Ladyada and Her Arduin-o-Phone

Arduin-O-Phone If you have a daughter who is ready to do a bit of soldering and wants to gain more experience with the open-source Arduino Software (IDE), I recommend Ladyada’s Arduin-o-Phone, released over a year ago, in May 2015. Ladyada It is a sandwich consisting of an Adafruit Metro board (Arduino-based board), an Adafruit FONA 800 shield (the phone part), and a touchscreen. Your daughter will need to solder the headers, microphone, buzzer, and speaker. The price for the parts is approximately $120 or more, depending on which parts you select. It does not come with a case, but can be used without one due to the functional design.

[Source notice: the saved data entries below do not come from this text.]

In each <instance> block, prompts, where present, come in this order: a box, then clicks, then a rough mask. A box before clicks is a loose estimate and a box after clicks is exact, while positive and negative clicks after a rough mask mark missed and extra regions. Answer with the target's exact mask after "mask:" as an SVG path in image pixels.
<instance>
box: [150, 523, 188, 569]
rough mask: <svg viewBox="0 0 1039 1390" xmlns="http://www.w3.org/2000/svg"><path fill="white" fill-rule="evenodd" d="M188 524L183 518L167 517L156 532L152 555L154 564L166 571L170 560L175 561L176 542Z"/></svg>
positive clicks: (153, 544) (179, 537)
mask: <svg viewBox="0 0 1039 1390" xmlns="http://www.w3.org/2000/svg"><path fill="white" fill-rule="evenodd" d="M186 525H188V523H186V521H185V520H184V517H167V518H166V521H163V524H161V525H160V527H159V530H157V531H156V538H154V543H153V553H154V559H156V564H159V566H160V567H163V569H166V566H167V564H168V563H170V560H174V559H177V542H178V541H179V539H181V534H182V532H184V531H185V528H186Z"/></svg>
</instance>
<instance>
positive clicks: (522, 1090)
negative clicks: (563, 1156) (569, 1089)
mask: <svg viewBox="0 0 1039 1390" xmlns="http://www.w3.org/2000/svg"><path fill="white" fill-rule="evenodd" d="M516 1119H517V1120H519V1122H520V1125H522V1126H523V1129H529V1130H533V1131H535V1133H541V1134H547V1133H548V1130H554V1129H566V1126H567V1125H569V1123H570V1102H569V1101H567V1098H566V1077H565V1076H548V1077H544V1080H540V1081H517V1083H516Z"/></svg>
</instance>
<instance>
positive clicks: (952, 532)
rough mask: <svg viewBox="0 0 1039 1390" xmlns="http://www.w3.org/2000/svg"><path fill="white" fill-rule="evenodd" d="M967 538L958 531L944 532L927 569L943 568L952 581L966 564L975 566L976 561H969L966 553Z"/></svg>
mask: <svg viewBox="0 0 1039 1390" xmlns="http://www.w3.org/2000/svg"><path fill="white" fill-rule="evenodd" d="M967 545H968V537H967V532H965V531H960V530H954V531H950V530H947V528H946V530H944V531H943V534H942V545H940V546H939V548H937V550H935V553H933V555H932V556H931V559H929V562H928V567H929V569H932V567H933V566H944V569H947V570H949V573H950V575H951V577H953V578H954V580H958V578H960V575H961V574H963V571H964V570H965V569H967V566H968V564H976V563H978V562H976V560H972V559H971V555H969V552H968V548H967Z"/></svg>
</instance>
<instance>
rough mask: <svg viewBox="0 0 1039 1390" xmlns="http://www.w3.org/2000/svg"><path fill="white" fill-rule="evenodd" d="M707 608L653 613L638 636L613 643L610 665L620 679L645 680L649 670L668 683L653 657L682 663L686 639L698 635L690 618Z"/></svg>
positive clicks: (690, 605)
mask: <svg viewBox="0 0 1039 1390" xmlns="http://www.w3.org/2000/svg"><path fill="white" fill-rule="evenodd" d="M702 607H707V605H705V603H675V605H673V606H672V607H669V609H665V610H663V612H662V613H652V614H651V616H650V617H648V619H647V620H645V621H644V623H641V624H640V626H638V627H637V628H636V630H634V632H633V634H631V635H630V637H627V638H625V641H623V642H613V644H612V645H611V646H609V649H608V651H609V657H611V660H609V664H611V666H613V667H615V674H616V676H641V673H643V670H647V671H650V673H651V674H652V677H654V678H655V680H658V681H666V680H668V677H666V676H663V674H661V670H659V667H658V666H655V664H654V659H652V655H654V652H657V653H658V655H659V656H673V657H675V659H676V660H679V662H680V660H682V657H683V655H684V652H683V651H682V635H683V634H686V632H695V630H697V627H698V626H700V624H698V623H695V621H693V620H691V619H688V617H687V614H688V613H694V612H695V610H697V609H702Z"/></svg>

As a woman or girl interested in electronics, it is satisfying to the nth degree to put together a phone kit created by an inspirational woman like Limor Fried, AKA “Ladyada”, who founded Adafruit in 2005. Her goal was to create the best place online for learning electronics and making the best designed products for makers of all ages and skill levels. Fried was the first female engineer on the cover of WIRED magazine and was awarded Entrepreneur magazine’s Entrepreneur of the year. Adafruit is a 100% woman owned company and as of last year, Adafruit started producing all the USA-made boards for Arduino. If you buy an Arduino in America this year, it has been made at Adafruit, with pride.

Perhaps the most incredible part is that Fried created the Arduin-o-Phone on her day off.

My current favorite Fried video is on the Made with Code Mentors website, which you can find here.

David Mellis’ 2012 DIY Cellphone

DIY Cellphone If your daughter is ready for a bigger soldering challenge and some experience sourcing parts, I recommend David Mellis’ DIY Cellphone from 2012. It’s a “candy bar” style phone without a touchscreen, but still extremely gratifying to assemble as it teaches you to pay attention to schematics and introduces you to several electronic part suppliers from which you will need to order the parts, which will total around $200. This is the phone I cut my teeth on, and one of the only pieces of open-source phone guidance around when I started. Some the of parts from Mellis’ Bill of Materials (BOM) list have been discontinued but if you look up the old part and examine the specifications, you can usually figure out which part you can substitute. If you have any questions, Mellis’ still monitors his webpage and fields the occasional post.

Mellis Mellis is one of the original creators of Arduino boards, and my hero for having his helpful “DIY Cellphone” website around when I needed it most. He has a history I envy, having completed his graduate studies at the MIT Media Lab, getting his PhD in Mitchel Resnick’s Lifelong Kindergarten group and his master’s in Leah Buechley’s High-Low Tech group. Prior to the Media Lab, he taught at the Copenhagen Institute of Interaction Design (Denmark). Last I heard he was a post-doc at UC Berkeley with Björn Hartmann. Berkeley is much closer to Seattle than Boston, so with luck one day we might even cross paths. Marcin Jakubowski filmed a casual video of Mellis in 2013 talking about the phone and his project which can be found here. In the video Mellis also mentions a product called, “MaKey MaKey” which is a simple invention kit for beginners and experts doing art, engineering, and everything in between.

In Summary

All of the phones above are provided with basic software to make calls and texts. However, in each case your daughter can modify the software as she grows accustomed to designing technology around her needs. If she posts her explorations to the internet, please consider to have her ping one of dTOOR’s social media sites so we can see the results of her efforts, because we are eager to see and support female-engineered designs. Perhaps one day your daughter will make a phone for us all and I, for one, would like to say, “I knew her when…”

Until then, these are great phone kits to explore. Happy Building, Creating, and Exploring!